The mattar paneer, peas in a sauce with Indian cheese charged with spices, is a prime example of this. The crowded mass of chickpeas in this soupy cheese gravy was overcooked, rendering them Gerber-soft and mushy. The whole thing could have been sucked through a wide straw without chewing.
And the buffet's soup of the day, dubbed Madras, tasted suspiciously like Campbell's tomato soup, albeit in Indian-spice drag. Vegetable pakora was dry and greasy with a soft coating void of crispness or crunch.
But there were some moderate successes strapped to this torture table. Beef mushroom, a stewy slop holding chewy, fibrous dry beef, was spiked with seasonings that suffused it in an aromatic earthiness. And chicken tandoori, a collection of barbecued clucker thighs and legs seasoned with garlic, chili powder, ginger, and yogurt, was mostly moist, but far too much of it was dry and chewy with a slightly off, lost-in-the-back-of-the-refrigerator flavor. Curry chicken, however, was sunk in a provocative sauce and was moist and chewy through and through.
Plucking from the menu instead of the buffet was a bit more rewarding. Things start with papad, crispy lentil wafers zapped with black pepper and other spices coupled with a pair of sauces for dipping. These lentil shingles were light with a delicate crunch.
Perhaps the most successful item on the menu was the refreshingly clean, hearty chicken chat, a chilled salad with moist, tender chicken chunks; crisp hunks of cucumber; and moist potato in cleanly vibrant, spicy tamarind sauce.
The rest of the menu faded dismally from there. Garlic naan, actually an Indian pita bread, was moist but had that odd, synthetic flavor often characteristic of chopped garlic from a jar. Samosa with chole, fried turnovers stuffed with potato and spicy chickpeas, would have been a big hit had they not been anchored in a big gooey swamp of curry yogurt and tamarind chutney.
Lentil soup with chicken and rice had a good, rich flavor, but the lentils and rice were cooked into a plodding muddiness, adding silt to the swampy tone vigorously set with the previous item.
And then there is the potent example of miscued billing. The menu boasts that the lamb saagwala possesses succulent pieces of lamb cooked with spinach and spices. But the meat was dry and mealy with precious little flavor. Plus, the pasty, pulverized spinach tasted as though it had been unceremoniously yanked from a can in undignified clumps.
Shrimp curry had prawns that were firm and moist. But the beasts were saddled with a distinct taste resembling bar soap. Some pieces were mushy and overcooked, while the curry sauce lacked clean freshness, and the flavors with muddled instead of specific.

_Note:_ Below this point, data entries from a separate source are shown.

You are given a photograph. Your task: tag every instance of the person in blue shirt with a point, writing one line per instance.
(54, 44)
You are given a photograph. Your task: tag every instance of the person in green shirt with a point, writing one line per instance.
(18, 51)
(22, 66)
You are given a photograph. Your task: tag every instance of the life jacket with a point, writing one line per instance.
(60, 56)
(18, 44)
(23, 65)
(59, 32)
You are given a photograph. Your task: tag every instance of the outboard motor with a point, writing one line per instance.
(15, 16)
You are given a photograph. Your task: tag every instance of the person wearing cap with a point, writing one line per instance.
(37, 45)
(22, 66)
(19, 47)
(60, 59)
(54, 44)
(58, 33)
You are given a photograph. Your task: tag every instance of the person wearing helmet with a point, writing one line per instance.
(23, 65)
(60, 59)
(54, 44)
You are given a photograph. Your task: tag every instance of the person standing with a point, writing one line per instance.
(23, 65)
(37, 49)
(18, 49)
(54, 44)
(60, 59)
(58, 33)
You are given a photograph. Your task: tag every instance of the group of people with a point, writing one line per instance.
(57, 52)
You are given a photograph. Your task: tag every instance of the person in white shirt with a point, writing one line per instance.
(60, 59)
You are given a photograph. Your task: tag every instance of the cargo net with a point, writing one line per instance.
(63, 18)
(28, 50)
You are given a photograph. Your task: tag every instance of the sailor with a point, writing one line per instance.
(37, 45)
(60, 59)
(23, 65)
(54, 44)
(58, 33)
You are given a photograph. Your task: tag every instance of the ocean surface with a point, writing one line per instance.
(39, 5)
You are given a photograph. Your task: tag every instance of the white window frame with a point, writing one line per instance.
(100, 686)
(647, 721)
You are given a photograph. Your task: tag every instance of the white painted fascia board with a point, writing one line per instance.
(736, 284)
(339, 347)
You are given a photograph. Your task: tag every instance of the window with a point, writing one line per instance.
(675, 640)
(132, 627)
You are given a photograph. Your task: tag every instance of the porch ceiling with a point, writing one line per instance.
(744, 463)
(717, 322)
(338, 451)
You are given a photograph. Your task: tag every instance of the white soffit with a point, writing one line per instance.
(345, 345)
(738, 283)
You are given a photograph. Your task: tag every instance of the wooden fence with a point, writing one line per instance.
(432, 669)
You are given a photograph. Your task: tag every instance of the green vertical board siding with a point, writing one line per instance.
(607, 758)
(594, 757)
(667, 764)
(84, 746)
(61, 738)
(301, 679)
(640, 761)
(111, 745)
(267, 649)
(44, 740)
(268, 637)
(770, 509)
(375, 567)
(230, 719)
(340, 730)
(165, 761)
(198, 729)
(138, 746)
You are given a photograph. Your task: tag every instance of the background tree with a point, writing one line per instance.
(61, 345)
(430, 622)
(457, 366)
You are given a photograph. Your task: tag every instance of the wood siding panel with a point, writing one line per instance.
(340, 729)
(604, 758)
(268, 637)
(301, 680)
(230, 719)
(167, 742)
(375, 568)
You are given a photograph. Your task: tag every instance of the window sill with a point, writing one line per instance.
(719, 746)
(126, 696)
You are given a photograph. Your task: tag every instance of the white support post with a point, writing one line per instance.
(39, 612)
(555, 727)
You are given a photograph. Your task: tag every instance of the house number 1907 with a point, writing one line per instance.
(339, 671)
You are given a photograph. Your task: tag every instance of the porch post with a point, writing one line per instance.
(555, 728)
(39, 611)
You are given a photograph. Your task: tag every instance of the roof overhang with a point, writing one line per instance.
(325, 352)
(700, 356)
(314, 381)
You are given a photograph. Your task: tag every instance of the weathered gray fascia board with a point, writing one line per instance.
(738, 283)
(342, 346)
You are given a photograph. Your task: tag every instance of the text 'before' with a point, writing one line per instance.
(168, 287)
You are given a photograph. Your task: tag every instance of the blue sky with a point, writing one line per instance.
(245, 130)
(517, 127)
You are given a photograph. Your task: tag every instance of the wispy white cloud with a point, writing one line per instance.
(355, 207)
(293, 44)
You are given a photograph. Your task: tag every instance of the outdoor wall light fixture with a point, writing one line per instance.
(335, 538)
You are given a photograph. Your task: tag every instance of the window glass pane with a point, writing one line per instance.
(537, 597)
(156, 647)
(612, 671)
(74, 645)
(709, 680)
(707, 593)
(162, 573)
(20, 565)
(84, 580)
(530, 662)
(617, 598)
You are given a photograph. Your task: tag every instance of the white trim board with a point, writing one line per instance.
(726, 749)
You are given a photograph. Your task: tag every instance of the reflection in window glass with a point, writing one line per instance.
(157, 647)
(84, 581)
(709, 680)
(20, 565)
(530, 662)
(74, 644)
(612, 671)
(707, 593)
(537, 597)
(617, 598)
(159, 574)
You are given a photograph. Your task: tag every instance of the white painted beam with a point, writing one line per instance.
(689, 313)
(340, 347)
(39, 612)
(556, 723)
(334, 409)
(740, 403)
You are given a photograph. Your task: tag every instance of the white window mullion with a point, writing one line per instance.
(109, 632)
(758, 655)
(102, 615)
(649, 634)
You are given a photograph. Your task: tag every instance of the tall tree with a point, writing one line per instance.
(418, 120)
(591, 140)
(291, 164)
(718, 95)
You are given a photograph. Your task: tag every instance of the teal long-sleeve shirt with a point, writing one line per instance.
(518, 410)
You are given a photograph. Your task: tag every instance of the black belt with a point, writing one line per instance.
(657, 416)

Shalimar isn't a disaster, just underachieving. Metaphorically illustrating this stumble is the bowl filled with fennel seeds dotted with tiny Tic-Tac-like candies placed near the entrance. A spoon is buried in the depths of the grains.
Fennel seeds are often spooned into the palm and eaten at the conclusion of Indian meals as a breath freshener and digestive aid. But these seeds were dry and coarse, stripped of any herbal potency. There's something harshly ironic about a dismally stale herb offered as a breath freshener.